How much does this grow proportional to x? I don't know, I'm not a googologist.

Define ×(n) -- is it n×n = n^2?

Are you talking about the ×4 in
¤(×,2,2,2) = ¤(×4,1,8,4) = 128?
If so, then ×4(n) = n×4

[Moosey]

Are you talking about the ×4 in
¤(×,2,2,2) = ¤(×4,1,8,4) = 128?
If so, then ×4(n) = n×4

No, I'm talking about ×(n)
As I said in the question

Oh now I see
x(n,m)

That function is severely limited by the no.

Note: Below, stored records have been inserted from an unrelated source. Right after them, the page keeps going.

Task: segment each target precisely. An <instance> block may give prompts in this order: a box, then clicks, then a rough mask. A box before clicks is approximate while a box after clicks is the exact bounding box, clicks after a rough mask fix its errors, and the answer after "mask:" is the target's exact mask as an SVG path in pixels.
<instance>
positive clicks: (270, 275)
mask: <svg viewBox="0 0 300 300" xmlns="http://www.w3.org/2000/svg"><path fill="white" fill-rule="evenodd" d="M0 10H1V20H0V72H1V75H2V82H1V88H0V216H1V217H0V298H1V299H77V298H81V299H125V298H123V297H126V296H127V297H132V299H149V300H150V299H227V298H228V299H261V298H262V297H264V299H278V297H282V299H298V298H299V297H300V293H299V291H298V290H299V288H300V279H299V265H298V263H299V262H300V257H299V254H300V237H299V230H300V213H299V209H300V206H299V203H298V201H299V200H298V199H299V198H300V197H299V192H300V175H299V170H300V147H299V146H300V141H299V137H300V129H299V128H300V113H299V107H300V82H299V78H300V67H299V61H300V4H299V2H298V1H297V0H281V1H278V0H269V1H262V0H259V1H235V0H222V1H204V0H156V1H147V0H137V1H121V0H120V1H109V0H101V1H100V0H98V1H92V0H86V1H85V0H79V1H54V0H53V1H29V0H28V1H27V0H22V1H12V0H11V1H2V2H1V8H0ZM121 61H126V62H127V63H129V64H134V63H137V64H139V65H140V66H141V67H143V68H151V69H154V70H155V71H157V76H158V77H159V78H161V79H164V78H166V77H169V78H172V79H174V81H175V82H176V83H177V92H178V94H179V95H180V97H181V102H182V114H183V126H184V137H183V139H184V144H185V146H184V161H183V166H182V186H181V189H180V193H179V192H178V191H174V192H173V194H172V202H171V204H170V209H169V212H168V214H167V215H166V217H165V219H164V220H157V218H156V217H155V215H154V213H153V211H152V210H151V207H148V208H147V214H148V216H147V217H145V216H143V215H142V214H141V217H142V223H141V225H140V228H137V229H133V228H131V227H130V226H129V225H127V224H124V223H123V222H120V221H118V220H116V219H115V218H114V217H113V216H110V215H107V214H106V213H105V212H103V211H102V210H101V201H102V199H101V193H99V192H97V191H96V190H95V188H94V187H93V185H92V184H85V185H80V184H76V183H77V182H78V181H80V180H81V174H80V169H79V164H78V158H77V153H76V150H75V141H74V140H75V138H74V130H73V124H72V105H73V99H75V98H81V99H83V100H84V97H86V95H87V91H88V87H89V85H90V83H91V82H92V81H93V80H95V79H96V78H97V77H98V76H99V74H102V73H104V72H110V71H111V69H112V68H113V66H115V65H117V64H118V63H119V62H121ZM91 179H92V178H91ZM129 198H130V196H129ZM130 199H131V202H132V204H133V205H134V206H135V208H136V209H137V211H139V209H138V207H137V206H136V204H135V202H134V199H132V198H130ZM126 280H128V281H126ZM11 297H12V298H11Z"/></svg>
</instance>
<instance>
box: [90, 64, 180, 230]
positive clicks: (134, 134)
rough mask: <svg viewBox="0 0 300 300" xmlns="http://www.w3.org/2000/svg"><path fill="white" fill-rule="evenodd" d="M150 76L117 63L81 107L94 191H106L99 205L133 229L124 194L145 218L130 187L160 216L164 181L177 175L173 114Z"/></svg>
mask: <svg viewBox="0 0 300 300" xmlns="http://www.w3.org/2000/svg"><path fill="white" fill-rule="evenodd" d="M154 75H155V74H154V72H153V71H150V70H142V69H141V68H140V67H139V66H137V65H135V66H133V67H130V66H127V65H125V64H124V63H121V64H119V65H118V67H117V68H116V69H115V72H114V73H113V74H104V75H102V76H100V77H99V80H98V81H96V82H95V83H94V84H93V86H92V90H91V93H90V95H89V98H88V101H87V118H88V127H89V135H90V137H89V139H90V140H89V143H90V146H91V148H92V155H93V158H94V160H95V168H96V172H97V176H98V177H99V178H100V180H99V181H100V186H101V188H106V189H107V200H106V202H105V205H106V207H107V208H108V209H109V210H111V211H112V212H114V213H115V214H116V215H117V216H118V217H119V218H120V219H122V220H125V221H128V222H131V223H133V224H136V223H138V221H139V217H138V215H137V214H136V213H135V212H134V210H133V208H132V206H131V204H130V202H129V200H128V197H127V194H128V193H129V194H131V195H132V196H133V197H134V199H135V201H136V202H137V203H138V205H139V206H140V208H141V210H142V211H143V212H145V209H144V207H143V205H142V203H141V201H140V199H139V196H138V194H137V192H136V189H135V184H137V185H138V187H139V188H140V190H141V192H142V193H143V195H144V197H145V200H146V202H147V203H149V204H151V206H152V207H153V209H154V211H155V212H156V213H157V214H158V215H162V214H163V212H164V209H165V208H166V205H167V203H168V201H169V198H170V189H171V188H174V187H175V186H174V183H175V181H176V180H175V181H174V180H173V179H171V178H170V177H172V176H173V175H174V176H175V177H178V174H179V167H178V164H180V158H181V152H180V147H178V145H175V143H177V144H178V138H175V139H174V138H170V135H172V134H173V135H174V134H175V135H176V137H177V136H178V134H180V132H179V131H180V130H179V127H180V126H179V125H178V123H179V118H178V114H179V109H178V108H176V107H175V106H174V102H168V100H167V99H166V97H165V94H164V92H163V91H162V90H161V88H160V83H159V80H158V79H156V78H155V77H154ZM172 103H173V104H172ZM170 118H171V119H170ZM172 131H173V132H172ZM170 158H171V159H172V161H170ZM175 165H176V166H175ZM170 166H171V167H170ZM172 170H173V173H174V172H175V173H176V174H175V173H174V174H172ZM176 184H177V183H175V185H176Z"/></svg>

Of arguments

[Moosey]

Anyone wanna help me come up with new ideas for ah, or analyze it?

I'm stuck at my ,,, stuff
(See v3 here)

[PkmnQ]

I decided to analyze functions using only +1, -1, and recursion.
Rules:
1. You cannot stack +1s.
2. You cannot stack -1s (although I don’t see a use for it).
3. You can only have one level of recursion.

So, here's the one argument function.
f(x) = x+1
Amazing, the best function I have ever seen, an absolute MASTERPIECE!
Ok, joke’s over. Let’s move on.

f(3)-3/f(2)-2 = 4-3/3-2 = 1/1 = 1

Here’s the two argument function, which was actually posted in the past, and slightly tiny teeny weeny beanie boney pony coney kobe adobe photoshop changed.
A*(0,n)=n+1, n>=0
A*(m,0)=A*(m-1,1)+1, m>0
A*(m,n)=A*(m-1,A*(m,n-1)+1)+1, m>0 & n>0 (my addition)
I’ll let the 1’s slide, because they’re 0+1.
Also, the first line was originally 2 lines, but they simplify to that.
Python doesn’t like that this recurses more than 1000 times, so it calls quits and says “DO IT YOURSELF!”
No, Python, I AM NOT CALCULATING THIS BY HAND!

[Hunting]

pony

-------

f(0) = 3
f(x) = f(x-1)!

[Moosey]

A*(0,n)=n+1, n>=0
A*(m,0)=A*(m-1,1)+1, m>0
A*(m,n)=A*(m-1,A*(m,n-1)+1)+1, m>0 & n>0 (my addition)
I’ll let the 1’s slide, because they’re 0+1.
Also, the first line was originally 2 lines, but they simplify to that.
Python doesn’t like that this recurses more than 1000 times, so it calls quits and says “DO IT YOURSELF!”
No, Python, I AM NOT CALCULATING THIS BY HAND!

This is a modification of the Ackermann function and probably doesn't get much farther than the Ackermann function

[PkmnQ]

A*(0,n)=n+1, n>=0
A*(m,0)=A*(m-1,1)+1, m>0
A*(m,n)=A*(m-1,A*(m,n-1)+1)+1, m>0 & n>0 (my addition)
I’ll let the 1’s slide, because they’re 0+1.
Also, the first line was originally 2 lines, but they simplify to that.
Python doesn’t like that this recurses more than 1000 times, so it calls quits and says “DO IT YOURSELF!”
No, Python, I AM NOT CALCULATING THIS BY HAND!

This is a modification of the Ackermann function and probably doesn't get much farther than the Ackermann function

It's actually a modification of a modification that you did before, when somebody posted about the Ackermann function.